Les irréductibles de Notre-Dame-des-Landes ont reconstruit lotissements et barricades

NOTRE-DAME-DES-LANDES (France / Loire-Atlantique) – Passés de 150 à 500 après la manifestation de samedi contre le projet d’aéroport à Notre-Dame-des-Landes, les irréductibles du bocage ont déjà reconstruit un immense lieu de vie, fait de constructions collectives, de lotissements, de barricades et de tranchées. Afp 22 11 2012

C’était bien qu’ils nous expulsent, ça a resserré les liens entre les différents opposants : tout ce qui a été détruit a été refait… en double, se félicite Jérôme, un militant anti-aéroport installé depuis plus de trois ans sur la Zad, la zone d’aménagement différée réservée au futur aéroport.

De quelque 150 zadistes qui habitaient déjà début octobre l’un des plus grands squats à ciel ouvert d’Europe selon leurs propres termes, les effectifs ont bondi à au moins 500 à la suite de la mobilisation qui rassemblé le 17 novembre sur place entre 13.000 (préfecture) et 40.000 personnes (organisateurs), venues de toute la France.
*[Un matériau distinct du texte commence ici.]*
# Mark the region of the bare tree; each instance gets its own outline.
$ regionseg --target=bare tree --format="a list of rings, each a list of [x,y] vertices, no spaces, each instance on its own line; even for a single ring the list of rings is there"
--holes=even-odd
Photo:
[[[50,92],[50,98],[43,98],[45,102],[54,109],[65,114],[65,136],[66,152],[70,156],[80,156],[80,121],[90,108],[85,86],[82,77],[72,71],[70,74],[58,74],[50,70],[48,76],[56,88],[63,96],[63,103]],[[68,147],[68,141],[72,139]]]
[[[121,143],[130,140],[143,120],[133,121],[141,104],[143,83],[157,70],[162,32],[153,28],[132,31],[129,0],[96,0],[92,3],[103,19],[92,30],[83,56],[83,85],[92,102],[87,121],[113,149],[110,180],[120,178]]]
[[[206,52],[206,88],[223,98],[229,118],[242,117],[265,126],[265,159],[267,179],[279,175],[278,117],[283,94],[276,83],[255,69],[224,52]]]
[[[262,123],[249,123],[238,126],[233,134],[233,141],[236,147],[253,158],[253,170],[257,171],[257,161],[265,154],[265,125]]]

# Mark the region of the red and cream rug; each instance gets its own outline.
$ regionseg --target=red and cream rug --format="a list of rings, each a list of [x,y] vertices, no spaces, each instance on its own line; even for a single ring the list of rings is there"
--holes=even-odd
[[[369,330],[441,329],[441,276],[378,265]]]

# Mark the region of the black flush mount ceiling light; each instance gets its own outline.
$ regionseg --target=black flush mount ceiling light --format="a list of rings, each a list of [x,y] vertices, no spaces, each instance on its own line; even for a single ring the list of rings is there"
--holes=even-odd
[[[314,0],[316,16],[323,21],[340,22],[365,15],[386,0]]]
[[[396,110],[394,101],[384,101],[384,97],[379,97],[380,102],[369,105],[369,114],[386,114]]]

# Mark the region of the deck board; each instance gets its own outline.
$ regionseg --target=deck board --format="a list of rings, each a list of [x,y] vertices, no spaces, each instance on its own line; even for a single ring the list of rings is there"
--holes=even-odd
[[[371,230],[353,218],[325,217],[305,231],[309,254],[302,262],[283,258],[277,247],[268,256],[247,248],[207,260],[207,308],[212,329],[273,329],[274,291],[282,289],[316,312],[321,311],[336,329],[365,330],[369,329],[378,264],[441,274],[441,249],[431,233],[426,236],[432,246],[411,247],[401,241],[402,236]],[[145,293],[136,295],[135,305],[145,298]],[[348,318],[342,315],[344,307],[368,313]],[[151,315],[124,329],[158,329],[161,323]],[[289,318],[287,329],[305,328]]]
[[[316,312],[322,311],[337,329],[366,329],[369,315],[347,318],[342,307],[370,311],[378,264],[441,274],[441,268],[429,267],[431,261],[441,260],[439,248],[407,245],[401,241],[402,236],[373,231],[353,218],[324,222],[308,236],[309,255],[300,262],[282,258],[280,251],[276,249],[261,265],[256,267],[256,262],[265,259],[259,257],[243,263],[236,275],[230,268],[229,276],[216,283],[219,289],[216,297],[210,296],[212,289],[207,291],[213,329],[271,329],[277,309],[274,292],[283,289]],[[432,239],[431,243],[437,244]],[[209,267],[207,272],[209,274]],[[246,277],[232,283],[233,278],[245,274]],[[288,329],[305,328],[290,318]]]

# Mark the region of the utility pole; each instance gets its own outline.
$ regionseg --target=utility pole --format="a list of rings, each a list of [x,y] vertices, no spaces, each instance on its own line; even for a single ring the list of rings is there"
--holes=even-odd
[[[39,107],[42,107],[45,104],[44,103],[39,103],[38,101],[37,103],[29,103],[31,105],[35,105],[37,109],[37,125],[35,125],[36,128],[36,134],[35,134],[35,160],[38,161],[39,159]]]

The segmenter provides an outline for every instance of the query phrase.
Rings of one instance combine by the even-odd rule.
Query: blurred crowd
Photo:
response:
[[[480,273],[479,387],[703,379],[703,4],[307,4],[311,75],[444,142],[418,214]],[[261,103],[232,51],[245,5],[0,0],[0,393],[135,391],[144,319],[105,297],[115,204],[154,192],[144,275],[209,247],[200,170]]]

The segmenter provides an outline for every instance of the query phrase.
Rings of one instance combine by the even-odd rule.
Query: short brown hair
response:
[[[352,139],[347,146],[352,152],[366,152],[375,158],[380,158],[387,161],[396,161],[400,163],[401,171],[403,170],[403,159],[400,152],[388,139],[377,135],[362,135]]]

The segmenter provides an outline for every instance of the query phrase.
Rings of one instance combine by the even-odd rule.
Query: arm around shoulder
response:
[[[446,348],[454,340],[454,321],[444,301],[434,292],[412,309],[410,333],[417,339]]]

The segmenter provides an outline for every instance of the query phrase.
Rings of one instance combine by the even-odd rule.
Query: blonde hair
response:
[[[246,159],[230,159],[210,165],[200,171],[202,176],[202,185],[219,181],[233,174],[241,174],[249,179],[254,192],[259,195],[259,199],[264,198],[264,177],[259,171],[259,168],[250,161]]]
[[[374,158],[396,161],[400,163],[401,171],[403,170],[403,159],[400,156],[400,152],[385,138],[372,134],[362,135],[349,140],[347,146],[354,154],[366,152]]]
Le long des routes, plus d’une centaine de véhicules de toutes sortes cohabitent : caravanes ou cars habitables, utilitaires d’entrepreneurs, voitures individuelles redécorées de motifs de lutte anti-nucléaire ou capitaliste, ou petites voitures de ville propres. Dans plusieurs champs, des campements de tentes, dont certains en comptent plusieurs dizaines.

En se promenant de lieu en lieu, à condition de ne pas prendre de photo pour les journalistes, on passe de la vision bucolique d’un chalet en voie d’achèvement au fond d’un bois, à celle, nettement moins paisible, du jeune cagoulé de noir surveillant un hélicoptère de gendarmerie qui tente de survoler une assemblée générale en plein air…

Un groupe de quatre hommes d’une quarantaine d’année avance, le sourire au lèvres, dans le chemin boueux qui mène à l’un des nouveaux lotissements, dans la Lande de Rohanne. Dans une première clairière où se dressent trois grands chalets de bois parfaitement réalisés, ils déposent une table et une grande bâche, pour aider, puis cherchent à se rendre utiles. Ils sont paludiers à Guérande.

Dans une autre clairière, des étudiants en architecture sont venus apporter leurs connaissances et leurs bras.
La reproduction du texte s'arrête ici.